Hatırlayın: CSI-Miami dizisini izleyip de Miami'ye gitmek istemeyen yoktu. Çünkü dizi, arka planda hep Miami'nin çekici yerlerini gösteriyordu. Hınzır yönetmenler insana hayal kurdurmayı nasıl da başarıyor!
***
Mantık Türk'e işlemez
Bir ecnebi "Siz Türkler nasıl insanlarsınız?" diye bana sorsa... Ona şu olayı anlatırım: İstanbul Belediye Meclisi geçenlerde çok değerli fotoğraf sanatçımız Ara Güler'in adını bir sokağa vermek istedi. Ama önce "Uygun mudur" diye Harita Müdürlüğü'ne sordu. Müdürlük resmi yazıyla dedi ki: "Uygun değildir. Çünkü... Şehrin kültürel değerlerinin ve mevcut adres sisteminin bozulmasına neden olursunuz... Adres kargaşası sadece maddi ve manevi kayıplara yol açmaz, emniyet açısından da sakıncalıdır... Dolayısıyla, mükerrer isimler haricinde, herhangi bir yerin ismini değiştirmeyin. Adı olmayan sokak, cadde, meydan ve parklara ise istediğiniz ismi verebilirsiniz."

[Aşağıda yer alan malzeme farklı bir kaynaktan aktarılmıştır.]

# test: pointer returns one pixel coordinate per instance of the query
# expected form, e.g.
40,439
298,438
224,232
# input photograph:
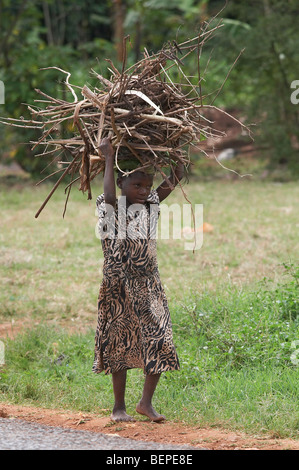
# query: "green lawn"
234,305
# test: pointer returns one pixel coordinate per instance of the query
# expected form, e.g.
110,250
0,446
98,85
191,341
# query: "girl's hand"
106,148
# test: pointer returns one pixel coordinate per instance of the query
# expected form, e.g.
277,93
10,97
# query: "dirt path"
144,430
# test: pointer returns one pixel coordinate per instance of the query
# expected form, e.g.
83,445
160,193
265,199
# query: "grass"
234,307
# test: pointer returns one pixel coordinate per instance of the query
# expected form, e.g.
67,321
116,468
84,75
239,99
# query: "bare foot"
149,411
121,415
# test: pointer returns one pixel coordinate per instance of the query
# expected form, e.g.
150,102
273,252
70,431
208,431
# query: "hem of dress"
97,370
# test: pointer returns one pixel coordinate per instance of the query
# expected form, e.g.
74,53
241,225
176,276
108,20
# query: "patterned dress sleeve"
153,197
106,222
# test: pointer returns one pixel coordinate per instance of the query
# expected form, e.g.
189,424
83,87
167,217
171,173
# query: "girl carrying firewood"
134,326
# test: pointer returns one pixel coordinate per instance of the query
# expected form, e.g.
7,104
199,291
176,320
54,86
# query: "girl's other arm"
107,151
164,190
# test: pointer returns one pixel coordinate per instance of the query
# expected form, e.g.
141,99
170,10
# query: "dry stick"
67,81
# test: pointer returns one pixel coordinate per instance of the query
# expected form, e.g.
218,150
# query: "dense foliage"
77,35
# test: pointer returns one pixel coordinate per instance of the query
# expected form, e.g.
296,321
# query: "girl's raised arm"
107,151
164,190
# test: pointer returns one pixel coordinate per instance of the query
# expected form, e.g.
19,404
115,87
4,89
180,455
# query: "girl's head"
136,186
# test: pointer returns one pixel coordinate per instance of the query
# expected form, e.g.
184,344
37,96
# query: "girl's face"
136,187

Bu son derece ikna edici bu açıklama karşısında Meclis ne mi yaptı? Beyoğlu'ndaki Tosbağa sokağa, Ara Güler adını verdi.
Demem o ki Türk'e akıl, mantık, bilim, uzmanlık, sağduyu işlemez. Çanakkale ve Kurtuluş Savaşı'nı kazanan da bu kafadır; ilk üç sanayi devrimini kaçıran da...
***
En zevkli zayıflama
Hikayeye bayıldım: Kaliforniyalı bekar satış müdürü Eric O'Grey aşırı kiloludur. 51 yaşında vücudu iflasa gitmektedir. Asıl sorunun, asosyal hayat tarzı olduğunu fark eden doktoru, ona sıra dışı bir reçete yazar: "Bir köpek alacak, birlikte yürüyüşe çıkacaksın."
O'Grey hayvan barınağına gidip sorar: "Orta yaşlı ve şişman bir köpeğiniz var mı?" Şanslıdır. Yedi yaşındaki Avustralya çoban köpeği tam aradığı gibidir.
Sonuç: O'Grey köpeği Peety sayesinde evden çıkar. Yeni dostlar edinir: "Bir köpeğiniz varsa, herkes sizinle konuşuyor." 155 kilodan 85 kiloya düşer. Gençlik aşkıyla evlenir. Bu arada dobiçko Peety de tam 11 kilo vererek forma girmiştir.
O'Grey Peety ile Yürüyüşler başlıklı bir kitap yazarak bu mucizevi dönüşümü anlatır. Kitap aynı zamanda iki yıl önce ölen Peety'nin mezar taşı gibidir.